September 2, 2015: Pakistan announced that nearly all Uighur Islamic terrorists in Pakistan had been killed or driven from the country. For several years China has been pressing Pakistan to do something about Chinese Islamic terrorists (Turkic Uighurs from northwest China) based in Pakistan and Pakistan finally began making some serious moves on that problem in early 2014. There followed the June 2014 offensive in North Waziristan concentrating on the “bad Taliban” and their allies (like the Uighurs). Pakistan is still reluctant to admit it is the cause of so many regional Islamic terrorism problems but the neighbors were not being very understanding. China, who supplies a lot of Pakistan’s weapons and foreign investment, finally told its troublesome neighbor to fix the situation or see China go from being a helpful to a hostile neighbor. The other neighbors have had a similar reaction, but given China’s place as Pakistan’s most important ally, Pakistan could no longer ignore the problem.
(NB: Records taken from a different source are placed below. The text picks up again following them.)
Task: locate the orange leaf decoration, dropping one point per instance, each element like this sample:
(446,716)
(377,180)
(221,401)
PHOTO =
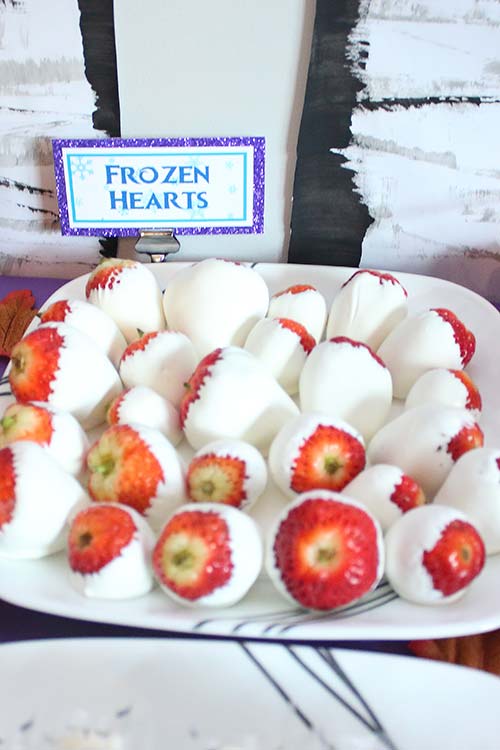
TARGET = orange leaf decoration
(16,313)
(478,651)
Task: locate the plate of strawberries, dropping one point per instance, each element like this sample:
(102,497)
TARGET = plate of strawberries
(263,450)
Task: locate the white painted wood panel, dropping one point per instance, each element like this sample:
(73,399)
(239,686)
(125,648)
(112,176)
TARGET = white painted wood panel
(430,173)
(43,94)
(194,68)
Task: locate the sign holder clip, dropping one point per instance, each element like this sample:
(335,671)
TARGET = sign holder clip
(158,245)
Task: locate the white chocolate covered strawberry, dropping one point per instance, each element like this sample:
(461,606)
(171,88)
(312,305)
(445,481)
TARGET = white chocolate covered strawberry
(386,491)
(231,395)
(302,303)
(57,431)
(90,320)
(446,387)
(215,303)
(315,451)
(346,379)
(227,471)
(129,293)
(431,339)
(136,466)
(282,345)
(109,552)
(367,307)
(59,365)
(142,405)
(425,442)
(433,554)
(36,499)
(473,487)
(208,555)
(325,551)
(162,360)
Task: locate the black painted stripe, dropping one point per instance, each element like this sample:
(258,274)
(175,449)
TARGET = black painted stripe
(329,658)
(329,220)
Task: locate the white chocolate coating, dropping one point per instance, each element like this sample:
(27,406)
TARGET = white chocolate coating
(85,381)
(44,497)
(307,307)
(255,466)
(280,351)
(215,303)
(129,574)
(286,445)
(142,405)
(473,487)
(416,532)
(165,364)
(439,386)
(417,440)
(133,300)
(419,343)
(367,308)
(99,326)
(246,556)
(239,399)
(373,488)
(69,443)
(347,381)
(270,559)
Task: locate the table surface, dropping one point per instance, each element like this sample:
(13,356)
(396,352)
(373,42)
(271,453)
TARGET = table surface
(18,623)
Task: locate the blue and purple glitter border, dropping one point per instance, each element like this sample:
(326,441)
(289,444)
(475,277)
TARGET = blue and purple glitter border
(257,142)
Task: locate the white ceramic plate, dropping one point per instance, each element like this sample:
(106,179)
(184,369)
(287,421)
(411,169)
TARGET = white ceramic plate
(43,585)
(128,694)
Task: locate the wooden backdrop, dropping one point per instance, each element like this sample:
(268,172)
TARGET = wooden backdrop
(398,164)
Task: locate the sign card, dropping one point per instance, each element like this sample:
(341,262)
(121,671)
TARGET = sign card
(118,187)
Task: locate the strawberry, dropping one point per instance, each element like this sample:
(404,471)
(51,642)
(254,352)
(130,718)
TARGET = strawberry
(35,363)
(217,479)
(97,536)
(26,422)
(123,469)
(7,486)
(469,437)
(195,383)
(474,402)
(136,466)
(456,558)
(307,341)
(192,556)
(56,312)
(139,345)
(326,551)
(295,289)
(116,285)
(58,364)
(161,360)
(303,304)
(328,459)
(463,337)
(382,277)
(407,494)
(107,275)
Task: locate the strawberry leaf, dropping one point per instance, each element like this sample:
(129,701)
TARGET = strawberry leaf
(16,313)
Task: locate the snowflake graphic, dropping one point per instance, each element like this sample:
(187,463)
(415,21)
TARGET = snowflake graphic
(81,167)
(195,213)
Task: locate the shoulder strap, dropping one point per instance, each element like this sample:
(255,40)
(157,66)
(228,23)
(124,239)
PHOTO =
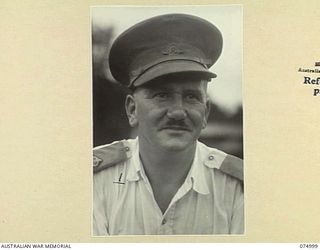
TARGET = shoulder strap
(233,166)
(109,155)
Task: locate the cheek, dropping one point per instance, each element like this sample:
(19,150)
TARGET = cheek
(198,114)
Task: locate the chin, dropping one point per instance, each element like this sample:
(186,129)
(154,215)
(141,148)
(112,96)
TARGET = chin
(175,145)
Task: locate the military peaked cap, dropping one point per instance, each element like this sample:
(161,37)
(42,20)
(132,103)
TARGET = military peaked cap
(163,45)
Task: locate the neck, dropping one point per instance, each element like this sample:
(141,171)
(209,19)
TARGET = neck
(165,166)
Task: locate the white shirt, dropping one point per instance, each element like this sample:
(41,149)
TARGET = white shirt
(208,202)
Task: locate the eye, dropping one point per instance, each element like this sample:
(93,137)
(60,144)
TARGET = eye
(192,97)
(161,95)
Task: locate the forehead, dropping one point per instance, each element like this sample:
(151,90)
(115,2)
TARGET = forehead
(176,84)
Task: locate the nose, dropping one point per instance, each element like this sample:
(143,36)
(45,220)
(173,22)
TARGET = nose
(176,111)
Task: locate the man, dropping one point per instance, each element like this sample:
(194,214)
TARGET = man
(165,181)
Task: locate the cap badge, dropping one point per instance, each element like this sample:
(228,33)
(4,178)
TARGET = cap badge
(172,49)
(96,161)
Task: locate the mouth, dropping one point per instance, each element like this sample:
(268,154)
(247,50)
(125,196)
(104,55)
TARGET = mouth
(176,128)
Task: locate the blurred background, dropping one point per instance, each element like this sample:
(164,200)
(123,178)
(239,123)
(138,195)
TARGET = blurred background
(224,130)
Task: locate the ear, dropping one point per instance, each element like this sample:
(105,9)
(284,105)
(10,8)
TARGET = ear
(131,110)
(207,112)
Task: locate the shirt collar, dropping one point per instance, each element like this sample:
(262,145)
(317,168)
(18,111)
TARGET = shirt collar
(196,177)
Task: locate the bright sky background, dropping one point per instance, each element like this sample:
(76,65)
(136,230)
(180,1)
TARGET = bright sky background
(225,90)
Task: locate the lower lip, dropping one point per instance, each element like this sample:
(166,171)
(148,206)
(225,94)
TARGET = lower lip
(176,129)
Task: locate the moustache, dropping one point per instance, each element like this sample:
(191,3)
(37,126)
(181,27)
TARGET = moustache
(176,124)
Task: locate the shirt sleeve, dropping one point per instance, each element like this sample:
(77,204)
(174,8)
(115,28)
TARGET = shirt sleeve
(99,220)
(237,220)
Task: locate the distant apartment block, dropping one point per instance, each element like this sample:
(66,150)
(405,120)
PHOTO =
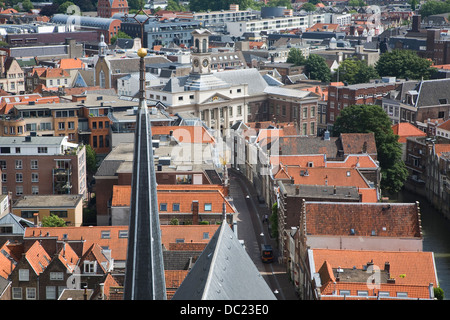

September 1, 2015: In Libya the government banned Yemenis, Iranians and Pakistanis from entering the country. Too many people from those countries have been encountered fighting for Islamic terror groups in Libya. The government had earlier banned Sudanese, Bangladeshis, Palestinians and Syrians for the same reasons. This ban does not keep these people out but makes it more difficult for them to get into Libya and move around there freely.
August 31, 2015: For Indian civilians living close to the Pakistani border in Kashmir it has been a bad month. In August about sixty civilians were killed or wounded by gunfire and shells fired into India by Pakistani troops.
August 30, 2015: In eastern India (Chhattisgarh) the state government is building 75 fortified police stations in remote areas where the Maoist rebels are still active. National para-military police will help man these stations, which will be completed by the end of the year. The local government has also worked with telephone companies to add hundreds of additional cell towers in remote areas, making it easier for the locals there to call in tips about Maoist activity as well as getting better phone service.